Show that the perimeter of an octagon is $8(\sqrt{2} -1)$

Question

My question is as follows: The top of a table is made in the shape of a regular octagon by cutting the congruent isosceles triangles from the corners of a $1$ m square piece of wood. Show that the perimeter of the octagon is $8(\sqrt{2} -1)$ metres. Thanks

Answer 1

If $x$ is the octagon side on a side of the square after the cut then

$$\frac{1-x}{2}\sqrt{2}$$

is the other side of the octagon after the cut.
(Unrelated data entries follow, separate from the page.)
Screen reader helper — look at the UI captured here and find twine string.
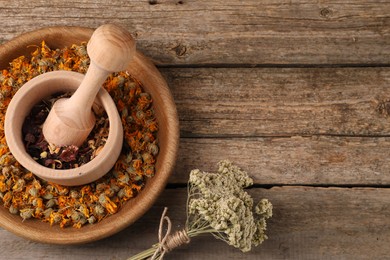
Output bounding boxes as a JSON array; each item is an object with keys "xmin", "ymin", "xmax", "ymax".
[{"xmin": 151, "ymin": 207, "xmax": 190, "ymax": 260}]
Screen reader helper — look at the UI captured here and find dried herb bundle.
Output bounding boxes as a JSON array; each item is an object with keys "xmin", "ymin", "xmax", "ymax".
[{"xmin": 0, "ymin": 42, "xmax": 159, "ymax": 228}]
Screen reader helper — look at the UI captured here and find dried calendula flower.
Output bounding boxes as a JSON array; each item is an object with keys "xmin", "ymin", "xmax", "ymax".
[
  {"xmin": 0, "ymin": 41, "xmax": 159, "ymax": 228},
  {"xmin": 130, "ymin": 160, "xmax": 272, "ymax": 260}
]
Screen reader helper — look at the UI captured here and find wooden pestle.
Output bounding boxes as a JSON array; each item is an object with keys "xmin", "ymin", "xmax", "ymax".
[{"xmin": 42, "ymin": 24, "xmax": 135, "ymax": 146}]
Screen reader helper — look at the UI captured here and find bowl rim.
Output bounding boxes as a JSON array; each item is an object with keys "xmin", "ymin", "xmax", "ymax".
[
  {"xmin": 0, "ymin": 26, "xmax": 179, "ymax": 245},
  {"xmin": 4, "ymin": 70, "xmax": 123, "ymax": 186}
]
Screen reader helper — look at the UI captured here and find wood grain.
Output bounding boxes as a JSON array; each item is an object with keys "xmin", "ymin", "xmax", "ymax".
[
  {"xmin": 0, "ymin": 0, "xmax": 390, "ymax": 66},
  {"xmin": 169, "ymin": 136, "xmax": 390, "ymax": 186},
  {"xmin": 0, "ymin": 187, "xmax": 390, "ymax": 260},
  {"xmin": 161, "ymin": 68, "xmax": 390, "ymax": 137}
]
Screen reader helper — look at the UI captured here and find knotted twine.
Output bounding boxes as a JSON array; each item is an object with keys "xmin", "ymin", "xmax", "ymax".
[{"xmin": 151, "ymin": 207, "xmax": 190, "ymax": 260}]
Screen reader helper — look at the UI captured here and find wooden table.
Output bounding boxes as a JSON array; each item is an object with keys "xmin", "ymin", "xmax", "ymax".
[{"xmin": 0, "ymin": 0, "xmax": 390, "ymax": 260}]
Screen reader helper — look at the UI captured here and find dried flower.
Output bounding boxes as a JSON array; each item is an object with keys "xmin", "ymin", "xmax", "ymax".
[
  {"xmin": 129, "ymin": 160, "xmax": 272, "ymax": 260},
  {"xmin": 0, "ymin": 41, "xmax": 158, "ymax": 228}
]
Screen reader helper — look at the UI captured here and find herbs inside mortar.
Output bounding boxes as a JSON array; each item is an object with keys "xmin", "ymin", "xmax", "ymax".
[{"xmin": 0, "ymin": 42, "xmax": 159, "ymax": 228}]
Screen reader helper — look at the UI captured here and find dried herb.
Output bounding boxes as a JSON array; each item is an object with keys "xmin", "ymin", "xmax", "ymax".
[
  {"xmin": 0, "ymin": 42, "xmax": 159, "ymax": 228},
  {"xmin": 22, "ymin": 93, "xmax": 109, "ymax": 169},
  {"xmin": 128, "ymin": 160, "xmax": 273, "ymax": 260}
]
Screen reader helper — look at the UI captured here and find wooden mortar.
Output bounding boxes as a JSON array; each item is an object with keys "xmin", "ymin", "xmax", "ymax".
[
  {"xmin": 0, "ymin": 26, "xmax": 179, "ymax": 245},
  {"xmin": 4, "ymin": 24, "xmax": 135, "ymax": 186}
]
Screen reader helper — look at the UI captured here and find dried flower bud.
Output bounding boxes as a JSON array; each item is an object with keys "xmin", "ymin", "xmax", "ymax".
[{"xmin": 19, "ymin": 209, "xmax": 34, "ymax": 221}]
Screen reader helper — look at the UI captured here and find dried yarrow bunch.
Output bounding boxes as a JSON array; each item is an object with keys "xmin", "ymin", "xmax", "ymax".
[
  {"xmin": 0, "ymin": 42, "xmax": 159, "ymax": 228},
  {"xmin": 129, "ymin": 160, "xmax": 272, "ymax": 260}
]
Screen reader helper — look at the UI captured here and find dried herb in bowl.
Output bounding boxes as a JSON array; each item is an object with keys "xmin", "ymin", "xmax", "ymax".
[
  {"xmin": 22, "ymin": 93, "xmax": 109, "ymax": 169},
  {"xmin": 0, "ymin": 42, "xmax": 159, "ymax": 228}
]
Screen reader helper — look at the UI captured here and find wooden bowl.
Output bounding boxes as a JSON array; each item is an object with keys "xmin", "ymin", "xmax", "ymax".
[
  {"xmin": 0, "ymin": 27, "xmax": 179, "ymax": 244},
  {"xmin": 4, "ymin": 70, "xmax": 123, "ymax": 186}
]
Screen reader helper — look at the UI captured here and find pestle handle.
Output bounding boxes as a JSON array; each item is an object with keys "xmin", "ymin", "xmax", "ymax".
[
  {"xmin": 69, "ymin": 24, "xmax": 135, "ymax": 116},
  {"xmin": 42, "ymin": 24, "xmax": 135, "ymax": 146}
]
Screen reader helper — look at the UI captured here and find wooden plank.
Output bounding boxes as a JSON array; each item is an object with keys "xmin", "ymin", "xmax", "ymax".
[
  {"xmin": 170, "ymin": 136, "xmax": 390, "ymax": 186},
  {"xmin": 161, "ymin": 68, "xmax": 390, "ymax": 137},
  {"xmin": 0, "ymin": 0, "xmax": 390, "ymax": 65},
  {"xmin": 0, "ymin": 187, "xmax": 390, "ymax": 260}
]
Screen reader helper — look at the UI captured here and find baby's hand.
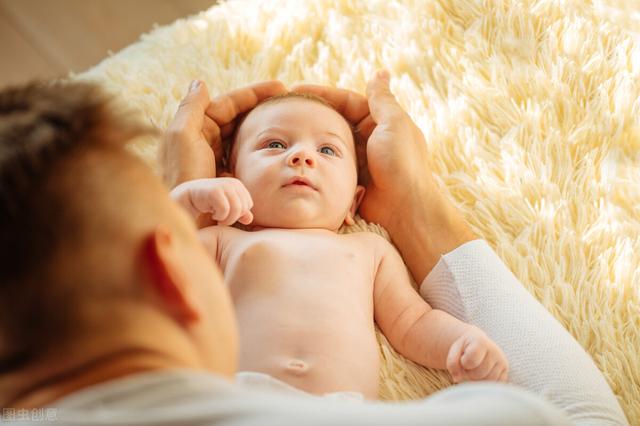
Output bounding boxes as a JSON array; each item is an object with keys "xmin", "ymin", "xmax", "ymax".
[
  {"xmin": 171, "ymin": 177, "xmax": 253, "ymax": 226},
  {"xmin": 447, "ymin": 326, "xmax": 509, "ymax": 383}
]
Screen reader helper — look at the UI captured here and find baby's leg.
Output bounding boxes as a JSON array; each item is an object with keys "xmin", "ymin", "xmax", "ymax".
[{"xmin": 420, "ymin": 240, "xmax": 628, "ymax": 425}]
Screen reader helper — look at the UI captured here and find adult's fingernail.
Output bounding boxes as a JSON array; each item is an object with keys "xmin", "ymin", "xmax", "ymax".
[{"xmin": 189, "ymin": 80, "xmax": 200, "ymax": 92}]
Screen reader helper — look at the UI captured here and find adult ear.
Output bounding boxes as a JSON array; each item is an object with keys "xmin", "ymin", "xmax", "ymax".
[
  {"xmin": 344, "ymin": 185, "xmax": 366, "ymax": 225},
  {"xmin": 143, "ymin": 225, "xmax": 200, "ymax": 325}
]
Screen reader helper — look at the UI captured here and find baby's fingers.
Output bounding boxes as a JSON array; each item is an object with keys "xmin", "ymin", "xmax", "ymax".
[
  {"xmin": 460, "ymin": 340, "xmax": 487, "ymax": 370},
  {"xmin": 238, "ymin": 212, "xmax": 253, "ymax": 225},
  {"xmin": 447, "ymin": 339, "xmax": 465, "ymax": 383},
  {"xmin": 216, "ymin": 190, "xmax": 243, "ymax": 226}
]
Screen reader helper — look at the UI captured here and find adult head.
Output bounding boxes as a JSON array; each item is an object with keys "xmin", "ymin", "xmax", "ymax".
[{"xmin": 0, "ymin": 83, "xmax": 237, "ymax": 407}]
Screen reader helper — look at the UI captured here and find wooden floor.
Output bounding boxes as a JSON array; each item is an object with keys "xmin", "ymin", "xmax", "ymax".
[{"xmin": 0, "ymin": 0, "xmax": 216, "ymax": 88}]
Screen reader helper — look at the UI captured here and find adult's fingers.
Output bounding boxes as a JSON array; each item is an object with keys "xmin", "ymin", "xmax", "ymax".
[
  {"xmin": 291, "ymin": 84, "xmax": 369, "ymax": 124},
  {"xmin": 170, "ymin": 80, "xmax": 209, "ymax": 136},
  {"xmin": 206, "ymin": 80, "xmax": 287, "ymax": 127},
  {"xmin": 367, "ymin": 70, "xmax": 404, "ymax": 124}
]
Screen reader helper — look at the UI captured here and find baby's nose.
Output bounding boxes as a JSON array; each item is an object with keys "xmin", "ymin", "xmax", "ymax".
[{"xmin": 288, "ymin": 150, "xmax": 315, "ymax": 167}]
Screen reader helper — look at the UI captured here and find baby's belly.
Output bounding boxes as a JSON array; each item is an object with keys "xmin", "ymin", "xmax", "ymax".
[{"xmin": 236, "ymin": 299, "xmax": 380, "ymax": 399}]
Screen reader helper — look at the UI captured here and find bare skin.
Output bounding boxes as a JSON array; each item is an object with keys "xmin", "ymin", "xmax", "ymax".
[
  {"xmin": 0, "ymin": 75, "xmax": 492, "ymax": 408},
  {"xmin": 173, "ymin": 93, "xmax": 507, "ymax": 399}
]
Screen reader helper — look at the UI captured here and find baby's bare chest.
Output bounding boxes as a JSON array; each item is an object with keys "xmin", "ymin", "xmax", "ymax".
[{"xmin": 219, "ymin": 230, "xmax": 378, "ymax": 300}]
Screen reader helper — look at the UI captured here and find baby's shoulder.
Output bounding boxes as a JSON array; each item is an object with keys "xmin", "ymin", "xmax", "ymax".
[
  {"xmin": 343, "ymin": 231, "xmax": 391, "ymax": 250},
  {"xmin": 198, "ymin": 225, "xmax": 245, "ymax": 251}
]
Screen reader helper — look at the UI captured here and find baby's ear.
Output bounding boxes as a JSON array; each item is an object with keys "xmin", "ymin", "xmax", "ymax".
[{"xmin": 344, "ymin": 185, "xmax": 367, "ymax": 226}]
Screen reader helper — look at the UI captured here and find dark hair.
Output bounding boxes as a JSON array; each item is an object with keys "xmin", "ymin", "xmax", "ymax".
[
  {"xmin": 222, "ymin": 92, "xmax": 361, "ymax": 178},
  {"xmin": 0, "ymin": 82, "xmax": 149, "ymax": 374}
]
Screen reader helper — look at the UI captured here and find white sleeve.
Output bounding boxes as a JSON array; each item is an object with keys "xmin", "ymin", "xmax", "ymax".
[{"xmin": 420, "ymin": 240, "xmax": 628, "ymax": 425}]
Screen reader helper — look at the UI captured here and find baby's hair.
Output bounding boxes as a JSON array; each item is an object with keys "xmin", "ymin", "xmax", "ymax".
[{"xmin": 222, "ymin": 92, "xmax": 357, "ymax": 172}]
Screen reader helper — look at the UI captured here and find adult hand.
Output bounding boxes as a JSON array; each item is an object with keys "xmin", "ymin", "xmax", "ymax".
[
  {"xmin": 293, "ymin": 71, "xmax": 475, "ymax": 282},
  {"xmin": 159, "ymin": 80, "xmax": 287, "ymax": 188}
]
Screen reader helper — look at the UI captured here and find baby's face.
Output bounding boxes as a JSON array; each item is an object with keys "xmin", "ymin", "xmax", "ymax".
[{"xmin": 231, "ymin": 97, "xmax": 364, "ymax": 230}]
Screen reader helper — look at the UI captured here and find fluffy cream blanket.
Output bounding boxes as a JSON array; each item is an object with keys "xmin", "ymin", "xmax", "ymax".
[{"xmin": 78, "ymin": 0, "xmax": 640, "ymax": 424}]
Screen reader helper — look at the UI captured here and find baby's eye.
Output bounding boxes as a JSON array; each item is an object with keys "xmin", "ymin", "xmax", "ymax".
[
  {"xmin": 267, "ymin": 141, "xmax": 284, "ymax": 149},
  {"xmin": 320, "ymin": 146, "xmax": 336, "ymax": 156}
]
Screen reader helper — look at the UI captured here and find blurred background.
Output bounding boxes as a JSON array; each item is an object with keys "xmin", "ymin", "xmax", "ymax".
[{"xmin": 0, "ymin": 0, "xmax": 216, "ymax": 88}]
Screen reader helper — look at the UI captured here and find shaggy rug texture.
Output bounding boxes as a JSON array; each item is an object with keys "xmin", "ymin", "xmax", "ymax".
[{"xmin": 75, "ymin": 0, "xmax": 640, "ymax": 424}]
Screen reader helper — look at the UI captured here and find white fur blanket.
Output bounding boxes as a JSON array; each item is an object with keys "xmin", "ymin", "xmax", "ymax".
[{"xmin": 78, "ymin": 0, "xmax": 640, "ymax": 424}]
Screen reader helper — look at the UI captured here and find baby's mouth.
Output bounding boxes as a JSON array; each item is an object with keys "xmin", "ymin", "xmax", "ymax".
[{"xmin": 283, "ymin": 176, "xmax": 317, "ymax": 191}]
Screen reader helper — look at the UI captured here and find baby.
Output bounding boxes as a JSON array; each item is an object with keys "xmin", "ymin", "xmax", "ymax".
[{"xmin": 172, "ymin": 94, "xmax": 508, "ymax": 399}]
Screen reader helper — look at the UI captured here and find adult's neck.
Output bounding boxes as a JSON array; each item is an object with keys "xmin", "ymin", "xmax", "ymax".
[{"xmin": 0, "ymin": 304, "xmax": 226, "ymax": 408}]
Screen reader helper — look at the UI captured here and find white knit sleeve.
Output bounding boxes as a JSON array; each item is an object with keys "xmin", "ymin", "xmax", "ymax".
[{"xmin": 420, "ymin": 240, "xmax": 628, "ymax": 426}]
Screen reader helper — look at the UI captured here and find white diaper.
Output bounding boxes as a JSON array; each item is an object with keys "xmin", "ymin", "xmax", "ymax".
[{"xmin": 236, "ymin": 371, "xmax": 364, "ymax": 402}]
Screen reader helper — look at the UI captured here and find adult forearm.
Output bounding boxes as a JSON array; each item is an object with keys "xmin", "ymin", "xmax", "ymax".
[{"xmin": 388, "ymin": 190, "xmax": 478, "ymax": 283}]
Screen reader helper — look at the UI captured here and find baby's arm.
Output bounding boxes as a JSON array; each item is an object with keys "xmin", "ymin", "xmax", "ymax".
[
  {"xmin": 374, "ymin": 238, "xmax": 508, "ymax": 382},
  {"xmin": 171, "ymin": 178, "xmax": 253, "ymax": 228}
]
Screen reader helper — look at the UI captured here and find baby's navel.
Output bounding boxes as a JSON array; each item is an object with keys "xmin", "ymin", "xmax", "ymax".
[{"xmin": 286, "ymin": 358, "xmax": 309, "ymax": 374}]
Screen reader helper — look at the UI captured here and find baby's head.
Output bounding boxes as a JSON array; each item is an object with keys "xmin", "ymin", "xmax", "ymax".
[{"xmin": 224, "ymin": 93, "xmax": 365, "ymax": 231}]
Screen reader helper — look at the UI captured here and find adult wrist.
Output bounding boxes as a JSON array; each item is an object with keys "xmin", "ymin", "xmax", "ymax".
[{"xmin": 387, "ymin": 191, "xmax": 478, "ymax": 283}]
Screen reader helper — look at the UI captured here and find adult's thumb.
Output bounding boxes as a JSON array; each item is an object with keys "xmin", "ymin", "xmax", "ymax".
[
  {"xmin": 180, "ymin": 80, "xmax": 209, "ymax": 113},
  {"xmin": 367, "ymin": 70, "xmax": 402, "ymax": 123},
  {"xmin": 173, "ymin": 80, "xmax": 209, "ymax": 131}
]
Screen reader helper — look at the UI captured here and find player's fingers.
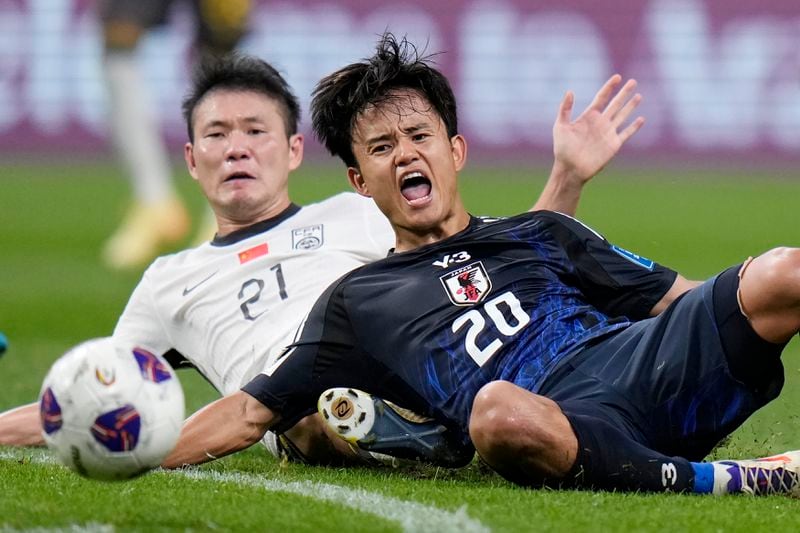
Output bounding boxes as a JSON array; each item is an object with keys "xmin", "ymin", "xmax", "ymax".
[
  {"xmin": 619, "ymin": 117, "xmax": 644, "ymax": 144},
  {"xmin": 556, "ymin": 91, "xmax": 575, "ymax": 124},
  {"xmin": 611, "ymin": 93, "xmax": 642, "ymax": 128},
  {"xmin": 603, "ymin": 79, "xmax": 637, "ymax": 119},
  {"xmin": 586, "ymin": 74, "xmax": 622, "ymax": 113}
]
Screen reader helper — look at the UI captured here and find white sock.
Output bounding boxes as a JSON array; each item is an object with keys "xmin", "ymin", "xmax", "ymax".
[{"xmin": 104, "ymin": 51, "xmax": 174, "ymax": 204}]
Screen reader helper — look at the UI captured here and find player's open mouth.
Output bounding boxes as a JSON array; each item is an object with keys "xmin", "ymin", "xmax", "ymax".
[
  {"xmin": 400, "ymin": 172, "xmax": 432, "ymax": 205},
  {"xmin": 225, "ymin": 172, "xmax": 256, "ymax": 182}
]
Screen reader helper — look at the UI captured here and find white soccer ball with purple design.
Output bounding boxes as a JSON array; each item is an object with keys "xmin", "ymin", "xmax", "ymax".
[{"xmin": 39, "ymin": 337, "xmax": 184, "ymax": 480}]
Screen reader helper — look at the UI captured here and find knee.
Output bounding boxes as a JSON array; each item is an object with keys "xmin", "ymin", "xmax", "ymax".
[
  {"xmin": 469, "ymin": 381, "xmax": 555, "ymax": 459},
  {"xmin": 469, "ymin": 381, "xmax": 513, "ymax": 452},
  {"xmin": 740, "ymin": 247, "xmax": 800, "ymax": 311}
]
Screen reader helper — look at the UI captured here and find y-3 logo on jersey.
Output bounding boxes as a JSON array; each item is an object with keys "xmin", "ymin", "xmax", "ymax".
[
  {"xmin": 433, "ymin": 248, "xmax": 472, "ymax": 268},
  {"xmin": 439, "ymin": 261, "xmax": 492, "ymax": 305}
]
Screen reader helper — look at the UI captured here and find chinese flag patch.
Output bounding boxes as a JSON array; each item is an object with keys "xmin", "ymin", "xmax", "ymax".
[{"xmin": 239, "ymin": 243, "xmax": 269, "ymax": 265}]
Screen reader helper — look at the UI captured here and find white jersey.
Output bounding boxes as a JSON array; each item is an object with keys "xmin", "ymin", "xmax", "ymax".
[{"xmin": 114, "ymin": 193, "xmax": 394, "ymax": 400}]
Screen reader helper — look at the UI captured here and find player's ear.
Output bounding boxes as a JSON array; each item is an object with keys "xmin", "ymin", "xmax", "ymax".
[
  {"xmin": 289, "ymin": 133, "xmax": 304, "ymax": 172},
  {"xmin": 183, "ymin": 143, "xmax": 197, "ymax": 181},
  {"xmin": 450, "ymin": 134, "xmax": 467, "ymax": 171},
  {"xmin": 347, "ymin": 167, "xmax": 372, "ymax": 198}
]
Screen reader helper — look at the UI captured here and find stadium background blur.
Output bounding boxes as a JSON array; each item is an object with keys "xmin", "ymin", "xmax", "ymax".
[{"xmin": 0, "ymin": 0, "xmax": 800, "ymax": 531}]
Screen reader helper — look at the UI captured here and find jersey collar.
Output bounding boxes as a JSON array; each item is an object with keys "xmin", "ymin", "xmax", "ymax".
[{"xmin": 211, "ymin": 203, "xmax": 301, "ymax": 246}]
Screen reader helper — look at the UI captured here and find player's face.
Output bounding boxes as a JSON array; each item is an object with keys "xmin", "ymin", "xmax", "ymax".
[
  {"xmin": 184, "ymin": 89, "xmax": 303, "ymax": 233},
  {"xmin": 348, "ymin": 91, "xmax": 469, "ymax": 251}
]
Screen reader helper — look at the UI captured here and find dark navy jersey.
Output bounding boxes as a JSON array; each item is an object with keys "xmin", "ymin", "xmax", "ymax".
[{"xmin": 244, "ymin": 211, "xmax": 676, "ymax": 439}]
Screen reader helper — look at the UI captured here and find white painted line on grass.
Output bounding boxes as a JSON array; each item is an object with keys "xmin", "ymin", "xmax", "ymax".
[{"xmin": 0, "ymin": 449, "xmax": 490, "ymax": 533}]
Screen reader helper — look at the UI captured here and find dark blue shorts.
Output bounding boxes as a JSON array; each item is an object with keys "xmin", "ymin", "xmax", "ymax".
[{"xmin": 539, "ymin": 266, "xmax": 783, "ymax": 460}]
Since we want a regular octagon we need: $$ \frac{1-x}{2}\sqrt{2}=x \Rightarrow 1-x=\sqrt{2}x \Rightarrow x=\sqrt{2}-1 $$ and the perimeter is $8x=8(\sqrt{2}-1)$

Answer 2

Might this be the graphical demonstration you had in mind?

The octagon in question is the inner hull of two concentric unit squares. Each side is then evidently equal in length to the side of the little square at upper right, which in turn is equal in length to the excess of the diagonal of the unit square over its unit side (the two dashed segments). Since the diagonal is $\sqrt{2}$, each side of the octagon is $\sqrt{2}-1$, and the perimeter is $8(\sqrt{2}-1)$.